During his year as a resident technical director in Pixar’s stereographic rendering department, Walters helped to re-render the first two “Toy Story” movies for 3-D viewing. UChicago’s Mathematics Department had already accepted him into its graduate program when he was accepted into the one-year program at Pixar. So there he was, one foot in the movie industry, the other in academia. Which way would he go? Toward Buzz Lightyear or toward quantum groups?

“It wasn’t hard to decide to go back to math. It was my plan all along,” said Walters, a 2010 National Science Foundation Graduate Fellow. “I did a lot of interesting things out there, but the movie has to get made.” Sometimes that meant performing some important but tedious tasks, such as painting a shirt over a character’s arm frame-by-frame to fix an incorrectly rendered scene.

In academia, meanwhile, he has more freedom to pursue his intellectual interests. He proposed to the NSF, for example, that he study representation theory of quantum groups, quantum cohomology of quiver varieties, or the Hitchin fibration. “These are three different, not necessarily related topics,” Walters said. Walters became interested in representation theory during his junior year, while taking a class from Thomas Lam at Harvard. The next year, Walters wrote his senior thesis on representation theory of quantum groups under Lam’s supervision. “Robin’s senior thesis topic was quite sophisticated and modern,” said Lam, now an associate professor in mathematics at the University of Michigan. “His previous research was in a completely different area of mathematics, so I was impressed with the speed at which he learned the material on quantum groups.

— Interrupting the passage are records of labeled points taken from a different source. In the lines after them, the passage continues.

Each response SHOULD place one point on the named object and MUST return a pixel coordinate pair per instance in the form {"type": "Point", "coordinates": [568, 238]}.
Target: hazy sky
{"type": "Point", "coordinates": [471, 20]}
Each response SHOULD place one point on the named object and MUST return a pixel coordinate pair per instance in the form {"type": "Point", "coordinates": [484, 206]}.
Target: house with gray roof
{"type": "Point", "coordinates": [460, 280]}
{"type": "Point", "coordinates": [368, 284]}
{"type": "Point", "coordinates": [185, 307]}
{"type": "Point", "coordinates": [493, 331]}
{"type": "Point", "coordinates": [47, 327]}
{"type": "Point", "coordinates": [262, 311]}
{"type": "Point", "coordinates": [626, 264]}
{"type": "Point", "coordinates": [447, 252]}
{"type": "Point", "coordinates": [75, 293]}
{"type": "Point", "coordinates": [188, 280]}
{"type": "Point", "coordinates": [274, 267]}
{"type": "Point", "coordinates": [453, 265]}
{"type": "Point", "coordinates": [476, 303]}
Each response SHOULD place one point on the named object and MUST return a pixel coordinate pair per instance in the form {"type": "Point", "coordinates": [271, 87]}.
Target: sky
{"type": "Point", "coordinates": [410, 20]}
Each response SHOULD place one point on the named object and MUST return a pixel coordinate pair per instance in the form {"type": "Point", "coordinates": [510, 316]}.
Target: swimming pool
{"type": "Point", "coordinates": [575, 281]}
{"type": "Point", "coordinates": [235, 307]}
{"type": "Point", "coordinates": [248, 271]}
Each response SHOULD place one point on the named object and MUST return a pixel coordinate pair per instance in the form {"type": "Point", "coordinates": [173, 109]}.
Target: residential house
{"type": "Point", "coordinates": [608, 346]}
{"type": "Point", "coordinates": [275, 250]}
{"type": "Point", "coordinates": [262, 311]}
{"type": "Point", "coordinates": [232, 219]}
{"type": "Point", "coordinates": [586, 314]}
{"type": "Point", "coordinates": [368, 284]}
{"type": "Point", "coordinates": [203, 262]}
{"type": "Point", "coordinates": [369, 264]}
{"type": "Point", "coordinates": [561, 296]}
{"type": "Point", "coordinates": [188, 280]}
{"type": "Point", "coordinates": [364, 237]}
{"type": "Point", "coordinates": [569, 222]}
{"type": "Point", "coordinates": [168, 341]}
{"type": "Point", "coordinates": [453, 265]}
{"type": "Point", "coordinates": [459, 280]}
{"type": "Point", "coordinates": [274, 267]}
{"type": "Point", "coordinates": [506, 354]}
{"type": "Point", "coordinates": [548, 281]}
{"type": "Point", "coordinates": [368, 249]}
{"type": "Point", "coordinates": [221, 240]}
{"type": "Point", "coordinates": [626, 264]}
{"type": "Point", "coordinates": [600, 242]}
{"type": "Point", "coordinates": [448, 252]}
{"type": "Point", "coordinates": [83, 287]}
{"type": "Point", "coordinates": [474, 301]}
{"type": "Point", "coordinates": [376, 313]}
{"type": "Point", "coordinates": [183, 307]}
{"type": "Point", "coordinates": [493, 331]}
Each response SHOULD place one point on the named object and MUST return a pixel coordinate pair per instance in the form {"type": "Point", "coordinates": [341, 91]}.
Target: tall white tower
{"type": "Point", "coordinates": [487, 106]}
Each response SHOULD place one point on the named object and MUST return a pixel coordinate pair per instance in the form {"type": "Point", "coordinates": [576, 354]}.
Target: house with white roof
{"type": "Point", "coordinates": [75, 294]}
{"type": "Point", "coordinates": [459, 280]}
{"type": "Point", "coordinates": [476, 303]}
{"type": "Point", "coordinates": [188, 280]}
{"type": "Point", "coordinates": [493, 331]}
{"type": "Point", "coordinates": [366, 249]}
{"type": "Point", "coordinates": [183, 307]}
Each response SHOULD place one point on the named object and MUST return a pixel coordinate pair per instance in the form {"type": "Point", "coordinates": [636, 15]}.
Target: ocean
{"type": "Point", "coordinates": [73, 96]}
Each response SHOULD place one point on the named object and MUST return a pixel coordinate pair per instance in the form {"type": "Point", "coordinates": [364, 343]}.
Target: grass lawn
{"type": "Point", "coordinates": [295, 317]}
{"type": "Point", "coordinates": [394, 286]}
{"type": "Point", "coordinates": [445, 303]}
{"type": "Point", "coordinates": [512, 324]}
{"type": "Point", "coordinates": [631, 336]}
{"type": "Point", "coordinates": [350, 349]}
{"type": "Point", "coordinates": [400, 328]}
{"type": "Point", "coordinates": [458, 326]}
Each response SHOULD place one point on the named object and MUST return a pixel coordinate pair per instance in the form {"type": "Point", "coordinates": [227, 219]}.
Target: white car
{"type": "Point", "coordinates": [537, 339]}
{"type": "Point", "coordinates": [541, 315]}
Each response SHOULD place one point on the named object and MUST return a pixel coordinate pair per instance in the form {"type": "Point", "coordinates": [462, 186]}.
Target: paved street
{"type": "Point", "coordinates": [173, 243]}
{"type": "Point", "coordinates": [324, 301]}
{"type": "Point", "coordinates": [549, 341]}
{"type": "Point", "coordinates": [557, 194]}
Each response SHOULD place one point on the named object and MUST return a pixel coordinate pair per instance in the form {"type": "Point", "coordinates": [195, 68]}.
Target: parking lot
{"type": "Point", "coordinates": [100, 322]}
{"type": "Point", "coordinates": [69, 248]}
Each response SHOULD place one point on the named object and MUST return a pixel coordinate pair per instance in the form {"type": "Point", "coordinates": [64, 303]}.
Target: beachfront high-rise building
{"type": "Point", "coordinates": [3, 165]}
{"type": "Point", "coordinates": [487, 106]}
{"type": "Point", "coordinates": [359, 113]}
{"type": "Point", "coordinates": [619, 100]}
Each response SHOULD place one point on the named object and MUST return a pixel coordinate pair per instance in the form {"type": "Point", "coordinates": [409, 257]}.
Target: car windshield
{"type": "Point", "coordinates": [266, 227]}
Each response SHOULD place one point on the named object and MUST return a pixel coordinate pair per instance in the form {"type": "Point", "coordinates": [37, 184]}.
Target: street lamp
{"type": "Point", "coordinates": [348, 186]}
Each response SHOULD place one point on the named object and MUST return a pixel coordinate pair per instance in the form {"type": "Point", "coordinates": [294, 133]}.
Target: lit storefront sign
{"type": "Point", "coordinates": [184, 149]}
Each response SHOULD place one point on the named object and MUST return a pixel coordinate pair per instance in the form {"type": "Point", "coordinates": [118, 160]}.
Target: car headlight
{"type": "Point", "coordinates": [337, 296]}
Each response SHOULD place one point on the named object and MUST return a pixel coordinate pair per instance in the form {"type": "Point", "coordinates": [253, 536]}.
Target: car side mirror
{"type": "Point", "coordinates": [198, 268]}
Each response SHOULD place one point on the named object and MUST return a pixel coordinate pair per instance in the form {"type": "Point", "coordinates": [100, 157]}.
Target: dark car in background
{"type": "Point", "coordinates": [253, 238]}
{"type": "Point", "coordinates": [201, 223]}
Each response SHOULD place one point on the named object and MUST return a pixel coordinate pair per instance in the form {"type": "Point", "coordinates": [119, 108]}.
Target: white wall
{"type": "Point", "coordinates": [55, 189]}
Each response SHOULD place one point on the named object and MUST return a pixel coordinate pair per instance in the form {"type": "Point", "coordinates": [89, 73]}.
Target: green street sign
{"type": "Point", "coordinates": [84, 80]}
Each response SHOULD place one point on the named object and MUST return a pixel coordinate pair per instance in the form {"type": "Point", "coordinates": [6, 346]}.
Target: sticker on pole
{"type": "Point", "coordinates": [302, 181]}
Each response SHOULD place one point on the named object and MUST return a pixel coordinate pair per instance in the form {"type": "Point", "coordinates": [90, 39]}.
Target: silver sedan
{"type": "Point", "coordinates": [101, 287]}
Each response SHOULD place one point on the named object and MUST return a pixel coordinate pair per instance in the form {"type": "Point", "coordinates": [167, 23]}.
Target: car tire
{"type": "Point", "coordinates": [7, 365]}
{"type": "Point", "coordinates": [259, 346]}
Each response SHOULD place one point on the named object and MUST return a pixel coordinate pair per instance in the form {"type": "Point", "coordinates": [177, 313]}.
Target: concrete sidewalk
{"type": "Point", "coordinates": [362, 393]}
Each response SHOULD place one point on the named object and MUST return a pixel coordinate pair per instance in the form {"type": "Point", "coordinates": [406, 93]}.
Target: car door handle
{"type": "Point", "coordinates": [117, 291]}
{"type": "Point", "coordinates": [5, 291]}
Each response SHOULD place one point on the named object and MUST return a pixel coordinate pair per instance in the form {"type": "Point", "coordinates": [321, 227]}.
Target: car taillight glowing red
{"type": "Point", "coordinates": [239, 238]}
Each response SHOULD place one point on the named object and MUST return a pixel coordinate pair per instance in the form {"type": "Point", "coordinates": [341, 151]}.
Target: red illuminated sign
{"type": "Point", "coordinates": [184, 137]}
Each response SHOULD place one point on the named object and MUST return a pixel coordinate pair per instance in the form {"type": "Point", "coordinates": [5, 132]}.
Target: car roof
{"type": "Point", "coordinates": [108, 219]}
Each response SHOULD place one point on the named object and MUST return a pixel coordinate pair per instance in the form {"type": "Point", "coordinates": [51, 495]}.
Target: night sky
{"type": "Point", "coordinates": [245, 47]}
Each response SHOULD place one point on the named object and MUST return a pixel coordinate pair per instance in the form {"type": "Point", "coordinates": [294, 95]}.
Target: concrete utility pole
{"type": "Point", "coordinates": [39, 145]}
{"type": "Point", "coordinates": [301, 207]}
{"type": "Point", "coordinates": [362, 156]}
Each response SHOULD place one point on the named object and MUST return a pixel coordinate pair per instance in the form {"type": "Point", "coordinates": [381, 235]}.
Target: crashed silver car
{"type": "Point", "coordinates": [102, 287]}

The subject has occupied some of the brightest mathematicians for the last 20 years.” The first two graduate courses in representation theory generally cover material developed in the first half of the 20th century or earlier, Lam noted. But quantum groups emerged in the 1980s from problems in mathematical physics. “They are the subject of a lot of intensive research,” he said.

Mathematically intense Walters plans to add to that intensity. “The incredible elegance of the topic motivated me to pursue further studies of representation theory in graduate school,” he said. Walters chose UChicago for graduate school because of the mathematics faculty’s prowess in representation theory. “I’m really interested in representation theory. They do a lot of that here and in a very interesting way,” he said. “They study things like geometric representation theory here, in which you use the tools of algebraic geometry in the study of representation theory.” It turns out, though, that algebraic geometry is a deep subject of its own. “They do so much algebraic geometry here and we don’t even have a class on it. Why is that? It’s because you have to study commutative algebra for a year and then you study algebraic geometry. You keep climbing the tower.” A resident of Swarthmore, Pa., Walters followed his early interest in computer science to the Pennsylvania Governor’s School of Excellence in Information Science Technology. But he soon discovered a keen interested in pure mathematics, which he pursued at Harvard. Walters recalls attending an information session to help students decide which of three first-year math courses they should take. “If on a Friday night you really want to be doing math problem sets, you should take 55,” they were told. “If just every other night of the week you want to do math sets, then take 25.” Walters took 25, then kept coming back for more throughout his undergraduate career. “I had a fun time,” he said. For him, mathematics takes on a life of its own, just like Buzz Lightyear and his pals in the Toy Story movies.